Over a year ago, when much of the world shuttered as the pandemic swept the globe, Mohammed al-Awas, 46, a Syrian refugee, was stranded with his wife and five children at a gas station in Turkey.
Not far from the Greek border, some families were sheltered nearby in an area usually reserved for fixing cars, their personal belongings in black garbage bags piled up along the walls. Dozens of men, women and children, mostly refugees from Syria, loitered outside the station, not sure where to go next.
Like the others, al-Awas wanted to cross the river to Greece. Turkey had declared the border open, so he had sold his furniture to make the journey. But Greece never opened its side of the border and many families were pushed back into Turkey, or were not able to cross at all.
Asked if they were afraid of getting the coronavirus, most refugees at the gas station that day were blasé. They had survived war, abject poverty and life on the streets. The virus couldn't be worse, they said.
Moments later, police officers arrived, saying everyone would be boarding buses to Istanbul, whether they liked it or not.
After a few weeks passed, al-Awas found himself in a small apartment in Istanbul, paid for by a charity. It was Ramadan and, as is common during the Islamic holy month, donors were eager to provide food and shelter for the poor. Still, al-Awas was despondent.
"I stay up all night, every night, worrying about how to keep my children off the streets," he said.
Ramadan 2021
A year later, it is once again Ramadan, but humanitarian aid for refugees is scarcer than ever. Some aid workers say collections are down as much as 90% and the piecemeal food aid they have to distribute is not nearly enough to go around.
"Last year, businesspeople were sending extra support for refugees because of the pandemic," explained Aya Sultan, an aid worker. "But this year, when we called the same people, they said they had a terrible year economically."
In Istanbul, like in so many places, many businesses have failed, many shops have closed and people who once had more than enough face an uncertain future.
Traveling to Europe to seek asylum has become more difficult and more dangerous, but al-Awas recently returned from another attempt, where after 14 days of walking through the forest, he injured his leg. When Greek authorities caught him, he got into their car without a word. He couldn't go on.
"We walked through the forests at night and drank water from rivers," he said. "It was snowing and my feet were wet when I twisted my ankle and fell."
Weeks later, al-Awas still walks with a limp, but says he will keep going back until he either reaches Europe or finds a way to work and educate his children here in Turkey. At the moment, they cannot even enroll in online schooling, and he works sporadically, making barely enough for food.
"I spent a lot of money to go but then I was forced to come back, broke," he explained. "There is no work here, nothing to do. It is terrible."
Pushbacks
In 2015, Greece was an entryway to Europe and refugees who reached Greek shores swiftly shuttled across the country en route to more prosperous countries, like Germany, which was publicly welcoming newcomers.
In the same year, more than a million refugees made their way to Europe in a matter of months, and as their numbers swelled, borders closed. Now, Greece's 50,000 refugees are likely to remain in the country, according to the International Rescue Committee. Many of the nearly 120,000 asylum-seekers in Greece are stuck in camps, sometimes for years, with applications pending.

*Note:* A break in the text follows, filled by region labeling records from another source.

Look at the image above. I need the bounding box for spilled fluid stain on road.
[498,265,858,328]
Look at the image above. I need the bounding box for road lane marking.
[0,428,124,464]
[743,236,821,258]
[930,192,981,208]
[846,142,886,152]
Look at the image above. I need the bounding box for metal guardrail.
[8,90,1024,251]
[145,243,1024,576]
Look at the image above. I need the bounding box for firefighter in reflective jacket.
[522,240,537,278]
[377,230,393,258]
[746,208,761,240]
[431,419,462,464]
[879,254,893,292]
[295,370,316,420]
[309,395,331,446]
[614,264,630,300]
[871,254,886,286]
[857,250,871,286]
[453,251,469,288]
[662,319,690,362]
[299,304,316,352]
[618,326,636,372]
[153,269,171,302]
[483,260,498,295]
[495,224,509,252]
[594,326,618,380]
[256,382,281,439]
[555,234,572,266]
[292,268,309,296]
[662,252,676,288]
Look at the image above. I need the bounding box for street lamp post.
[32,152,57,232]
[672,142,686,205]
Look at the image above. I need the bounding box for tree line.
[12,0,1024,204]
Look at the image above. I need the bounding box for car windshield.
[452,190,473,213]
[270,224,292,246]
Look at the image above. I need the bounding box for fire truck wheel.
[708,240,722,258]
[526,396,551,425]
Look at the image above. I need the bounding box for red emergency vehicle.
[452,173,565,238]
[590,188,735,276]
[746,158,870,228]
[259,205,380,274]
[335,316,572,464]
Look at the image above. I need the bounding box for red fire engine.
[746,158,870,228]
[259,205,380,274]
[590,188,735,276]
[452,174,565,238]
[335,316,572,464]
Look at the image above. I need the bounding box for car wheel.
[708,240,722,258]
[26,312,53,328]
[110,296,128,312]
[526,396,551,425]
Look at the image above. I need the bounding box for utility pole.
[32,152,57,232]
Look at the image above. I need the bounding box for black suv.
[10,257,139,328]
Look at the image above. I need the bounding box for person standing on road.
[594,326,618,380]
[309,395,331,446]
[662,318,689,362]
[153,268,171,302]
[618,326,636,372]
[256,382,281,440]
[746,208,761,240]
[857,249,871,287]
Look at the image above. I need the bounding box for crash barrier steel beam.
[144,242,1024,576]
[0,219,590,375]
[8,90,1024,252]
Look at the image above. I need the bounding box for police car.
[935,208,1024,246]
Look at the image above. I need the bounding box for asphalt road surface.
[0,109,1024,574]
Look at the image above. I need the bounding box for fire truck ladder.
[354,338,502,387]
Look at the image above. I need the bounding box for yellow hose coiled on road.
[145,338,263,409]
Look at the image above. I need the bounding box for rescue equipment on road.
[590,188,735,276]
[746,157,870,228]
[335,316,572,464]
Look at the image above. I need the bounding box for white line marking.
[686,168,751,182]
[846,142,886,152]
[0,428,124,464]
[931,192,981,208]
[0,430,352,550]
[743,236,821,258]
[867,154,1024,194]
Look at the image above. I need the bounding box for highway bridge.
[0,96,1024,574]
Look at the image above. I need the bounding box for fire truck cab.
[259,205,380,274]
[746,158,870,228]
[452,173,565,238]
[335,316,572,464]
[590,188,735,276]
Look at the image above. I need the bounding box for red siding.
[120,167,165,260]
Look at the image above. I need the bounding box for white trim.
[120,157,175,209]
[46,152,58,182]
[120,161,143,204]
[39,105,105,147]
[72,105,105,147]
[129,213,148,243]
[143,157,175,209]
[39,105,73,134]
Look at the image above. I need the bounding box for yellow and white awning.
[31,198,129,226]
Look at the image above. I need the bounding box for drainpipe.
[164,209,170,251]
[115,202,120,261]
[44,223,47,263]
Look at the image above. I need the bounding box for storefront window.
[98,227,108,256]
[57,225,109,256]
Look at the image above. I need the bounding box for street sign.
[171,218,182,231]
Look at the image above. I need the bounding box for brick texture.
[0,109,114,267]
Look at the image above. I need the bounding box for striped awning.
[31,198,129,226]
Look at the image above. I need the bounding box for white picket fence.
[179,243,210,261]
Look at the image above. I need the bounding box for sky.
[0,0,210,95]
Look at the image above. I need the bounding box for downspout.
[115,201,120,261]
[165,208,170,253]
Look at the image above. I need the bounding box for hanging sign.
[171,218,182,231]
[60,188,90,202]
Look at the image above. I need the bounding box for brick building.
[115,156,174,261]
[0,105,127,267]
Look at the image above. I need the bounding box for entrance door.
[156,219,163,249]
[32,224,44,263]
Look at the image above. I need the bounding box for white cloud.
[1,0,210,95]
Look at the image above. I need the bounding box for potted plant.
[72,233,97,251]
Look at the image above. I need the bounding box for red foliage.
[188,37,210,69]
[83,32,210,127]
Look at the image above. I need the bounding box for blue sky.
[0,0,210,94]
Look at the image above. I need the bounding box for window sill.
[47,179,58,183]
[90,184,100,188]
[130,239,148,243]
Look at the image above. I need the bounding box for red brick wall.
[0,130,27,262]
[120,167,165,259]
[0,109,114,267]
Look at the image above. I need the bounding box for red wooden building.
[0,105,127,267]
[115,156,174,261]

Meanwhile, many of Turkey's nearly 4 million refugees are still trying to get into Greece, and they are often expelled shortly after their arrival.
The expulsions are often violent and some families return beaten, without money, mobile phones and sometimes without even their shoes.
The United Nations refugee agency, the UNHCR, has expressed alarm over the pushbacks, and European Union officials have called for investigations into Greek breaches of international human rights laws.
Greece staunchly denies any such breaches and defends its rights to secure its own borders, and the borders of Europe.
At a press conference in Greece late last month, Ylva Johansson, the EU Home Affairs commissioner, partially blamed the continent's "lack of a Europeanized migration policy" for the alleged abuses.
"That means that member states at our external border have been under huge pressure … in the absence of a European solution," she said.
Al-Awas, however, doesn't plan to wait for a solution as he prepares once again to attempt to walk into Greece and make his way to northern Europe.
When asked if they want their father to try again, his children grimaced and his eldest son barked, "No!" But his wife, Marwa, smiled sadly, and said it is their only hope for a sustainable future.
"I am afraid, very afraid," she explained. "But he won't give up. He will make another attempt."
VOA's Shadi Turk contributed to this report.